Even if correlation with IQ somehow proved score durability, a correlation of
0.76 or even .8 is low enough to allow for huge swings away from IQ in a very
large percentage of the population.

A big chunk of students practicing and increasing their scores 200-300 points
could easily be hiding in that 0.76 correlation.

>As far as algorithms and vocabulary go, most people have limited ability to
follow complex algorithms because that requires a lot of working memory, which
correlates with... Intelligence!

Most algorithms at that level are designed to be written out step by step
explicitly to reduce working memory requirements.

Part of SAT prep is learning algorithms for solving word problems that reduce
working memory load by memorizing patterns in the questions and writing down
the components in a standardized form.

You said

>As far as algorithms and _vocabulary_ go

And then never mentioned vocabulary.

It has nothing to do with working memory and most definitely can be improved
dramatically with practice.

One more thing. The SAT was rewritten in 2016 to be far more content based, so
the correlation with IQ will likely fall even further.

------
KKKKkkkk1
There's an article in the NYT about this story. Here are key quotes:

 _Alumni interviewers give Asian-Americans personal ratings comparable to
those of whites.

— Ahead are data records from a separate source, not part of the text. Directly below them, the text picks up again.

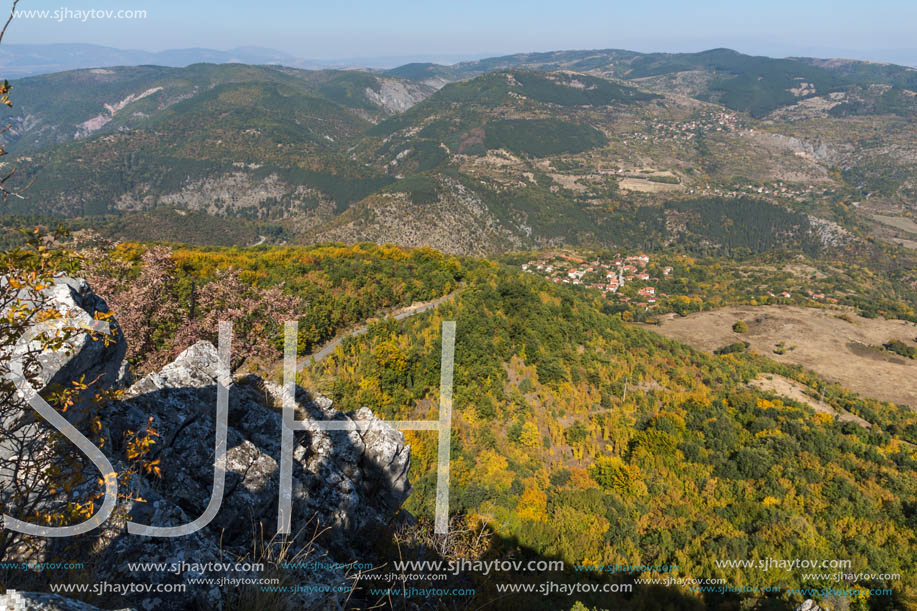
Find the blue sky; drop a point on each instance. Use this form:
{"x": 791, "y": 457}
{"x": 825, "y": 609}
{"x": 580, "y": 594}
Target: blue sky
{"x": 874, "y": 29}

But the admissions office gives them the worst scores of any
racial group, often without even meeting them, according to Professor
Arcidiacono._

and then

 _At the end of the admissions process, the class of applicants is fine-tuned
through a so-called “lop list,” which includes race. Almost the entire page in
which the plaintiffs describe that fine-tuning has been blacked out. Mr. Blum,
the founder of Students for Fair Admissions, said Friday that it was
“disreputable” of Harvard to complain that information was being taken out of
context while at the same time insisting on significant redactions of the
evidence._

[https://www.nytimes.com/2018/06/15/us/harvard-asian-
enrollme...](https://www.nytimes.com/2018/06/15/us/harvard-asian-enrollment-
applicants.html)

------
yashevde
"A group that claims Harvard puts quotas on Asian-American applicants contends
the university scores them higher than students of other races on academics
and extracurricular activities but ranks them lowest in a "personal" category
covering such traits as likability and 'attractive to be with.' " \-
[https://cnn.it/2ldoPd1](https://cnn.it/2ldoPd1)

That last parameter - "attractive to be with" \- is aggravating. What is this,
a matchmaking institution or something? It's just bizarre that they would have
the gall to feature engineer that..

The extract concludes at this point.